A Folha e a ideologia do fracasso, por Celso Vicenzi

Enviado por Vânia

Do Observatório da Imprensa

A ideologia do fracasso

Celso Vicenzi

Manchete da Folha de S.Paulo de domingo (29/6), após a vitória brasileira nos pênaltis contra o Chile: “Júlio César e trave salvam Brasil de vexame em casa”.

Há muito tempo – mas cada vez mais – os maiores veículos de comunicação do país têm feito escolhas editoriais que procuram menosprezar os avanços sociais e criar um sentimento de derrota, em todas as áreas. Tentaram de tudo para transformar a Copa do Mundo num pesadelo nacional e não pouparam más notícias. Algumas catastróficas (caos aéreo, imobilidade urbana, violência etc.).

A Copa não foi um primor de organização, mas está longe de comprometer o espetáculo. Pelo contrário: os estádios estão cheios, os turistas e torcedores – exceções à parte – só têm elogios para o clima de alegria e fraternidade. Os imprevistos são aqueles comuns a qualquer grande evento em qualquer lugar do mundo. Os gastos com estádios, que pareciam fora da realidade, revelaram-se bem menos exorbitantes do que a imprensa tentou incutir entre os brasileiros. Segundo a própria Folha, o equivalente a uma semana do que se investe em educação no país. E parte do dinheiro investido é empréstimo e retornará aos cofres públicos.

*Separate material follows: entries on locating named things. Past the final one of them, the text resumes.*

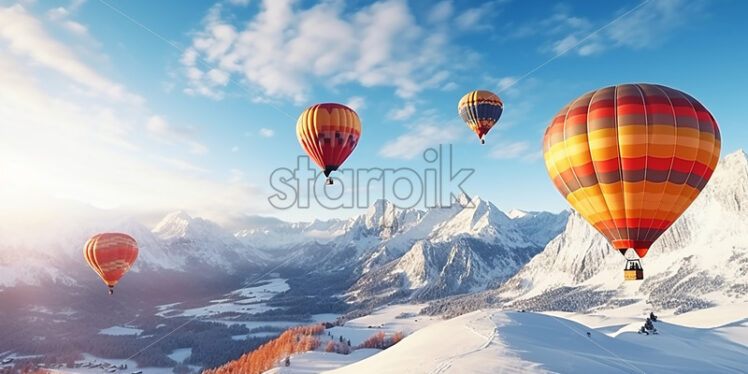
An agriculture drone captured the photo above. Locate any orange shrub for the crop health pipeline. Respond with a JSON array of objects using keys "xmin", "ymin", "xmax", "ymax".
[{"xmin": 203, "ymin": 325, "xmax": 325, "ymax": 374}]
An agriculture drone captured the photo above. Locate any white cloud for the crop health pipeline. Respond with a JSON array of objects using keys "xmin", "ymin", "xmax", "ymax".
[
  {"xmin": 345, "ymin": 96, "xmax": 366, "ymax": 112},
  {"xmin": 442, "ymin": 82, "xmax": 459, "ymax": 91},
  {"xmin": 0, "ymin": 5, "xmax": 143, "ymax": 104},
  {"xmin": 379, "ymin": 125, "xmax": 460, "ymax": 160},
  {"xmin": 0, "ymin": 45, "xmax": 267, "ymax": 222},
  {"xmin": 489, "ymin": 141, "xmax": 543, "ymax": 162},
  {"xmin": 429, "ymin": 0, "xmax": 454, "ymax": 23},
  {"xmin": 181, "ymin": 0, "xmax": 457, "ymax": 104},
  {"xmin": 260, "ymin": 127, "xmax": 275, "ymax": 138},
  {"xmin": 146, "ymin": 115, "xmax": 208, "ymax": 154},
  {"xmin": 62, "ymin": 20, "xmax": 88, "ymax": 36},
  {"xmin": 455, "ymin": 1, "xmax": 498, "ymax": 31},
  {"xmin": 387, "ymin": 103, "xmax": 416, "ymax": 121},
  {"xmin": 496, "ymin": 77, "xmax": 517, "ymax": 92},
  {"xmin": 536, "ymin": 0, "xmax": 703, "ymax": 56},
  {"xmin": 228, "ymin": 0, "xmax": 249, "ymax": 6}
]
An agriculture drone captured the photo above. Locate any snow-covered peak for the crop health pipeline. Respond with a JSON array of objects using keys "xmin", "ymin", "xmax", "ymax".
[
  {"xmin": 432, "ymin": 196, "xmax": 529, "ymax": 247},
  {"xmin": 153, "ymin": 211, "xmax": 237, "ymax": 245},
  {"xmin": 499, "ymin": 151, "xmax": 748, "ymax": 313},
  {"xmin": 506, "ymin": 208, "xmax": 528, "ymax": 219},
  {"xmin": 152, "ymin": 210, "xmax": 192, "ymax": 239},
  {"xmin": 364, "ymin": 199, "xmax": 397, "ymax": 229},
  {"xmin": 455, "ymin": 192, "xmax": 472, "ymax": 207}
]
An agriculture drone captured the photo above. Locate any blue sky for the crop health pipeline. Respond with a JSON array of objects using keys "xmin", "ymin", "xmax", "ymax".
[{"xmin": 0, "ymin": 0, "xmax": 748, "ymax": 223}]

Quase nenhuma reportagem abordou as vantagens de sediar a Copa, os empregos gerados, os investimentos realizados na infraestrutura, que irão permanecer. E mais do que tudo: quanto vale uma imagem positiva do país, como esta que parece que os turistas e as seleções que aqui estiveram estão levando a seus países? Quanto vale ser o centro da atenção do mundo por 30 dias? Quanto vale mexer com a autoestima de um país? E, aqui, não me refiro ao desempenho da seleção, mas à alegria de receber elogios à nossa hospitalidade, às belezas do país, às virtudes de nosso povo.

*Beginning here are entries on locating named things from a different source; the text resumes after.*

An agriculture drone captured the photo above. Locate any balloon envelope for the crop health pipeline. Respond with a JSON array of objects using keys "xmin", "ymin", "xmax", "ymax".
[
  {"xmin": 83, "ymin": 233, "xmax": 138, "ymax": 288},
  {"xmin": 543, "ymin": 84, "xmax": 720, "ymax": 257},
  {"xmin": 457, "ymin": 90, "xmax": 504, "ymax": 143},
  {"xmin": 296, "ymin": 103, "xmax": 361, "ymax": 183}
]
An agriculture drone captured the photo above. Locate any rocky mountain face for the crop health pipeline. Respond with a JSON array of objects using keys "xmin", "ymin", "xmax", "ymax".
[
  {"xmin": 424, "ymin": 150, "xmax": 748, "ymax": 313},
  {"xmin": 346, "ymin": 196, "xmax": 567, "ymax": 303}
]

Resquícios de uma nação colonizada

Vale muito. E é por isso que a Folha – aqui apenas como exemplo, pois representa o pensamento de boa parte da nossa mídia – exagera e tenta criar na população brasileira, em contraponto à autoestima que vive neste momento, um clima de menosprezo ao seu país.

Perder um jogo, ainda mais em Copa do Mundo, desde que não seja por um placar elástico, nunca foi nem nunca será um vexame. Temos a mania de achar que, sobretudo no futebol, qualquer adversário é fácil de ser batido. Mais do que isso: não basta vencer, é preciso dar show, é preciso dar olé. Nas derrotas, dificilmente o brasileiro reconhece as qualidades do time adversário, preferindo encontrar culpados: o treinador, o goleiro, um ou mais jogadores.

Nesta Copa, o último campeão – a Espanha – não passou da primeira fase e foi fragorosamente derrotado por 5 a 1 na estreia. Depois de vencer a Copa de 1998, no mundial seguinte, a França também não passou da primeira fase, perdendo dois jogos e empatando um. Saiu do mundial sem ter feito um único gol. Imaginem se fosse o Brasil! A seleção brasileira não tem a obrigação de vencer a Copa porque joga em casa. É apenas um dos favoritos. Das 19 Copas já realizadas, em apenas seis o campeão foi o país sede: Uruguai em 1930, Itália em 1934, Inglaterra em 1966, Alemanha Ocidental em 1974, Argentina em 1978 e França em 1998. Ou seja, ganhar em casa é exceção.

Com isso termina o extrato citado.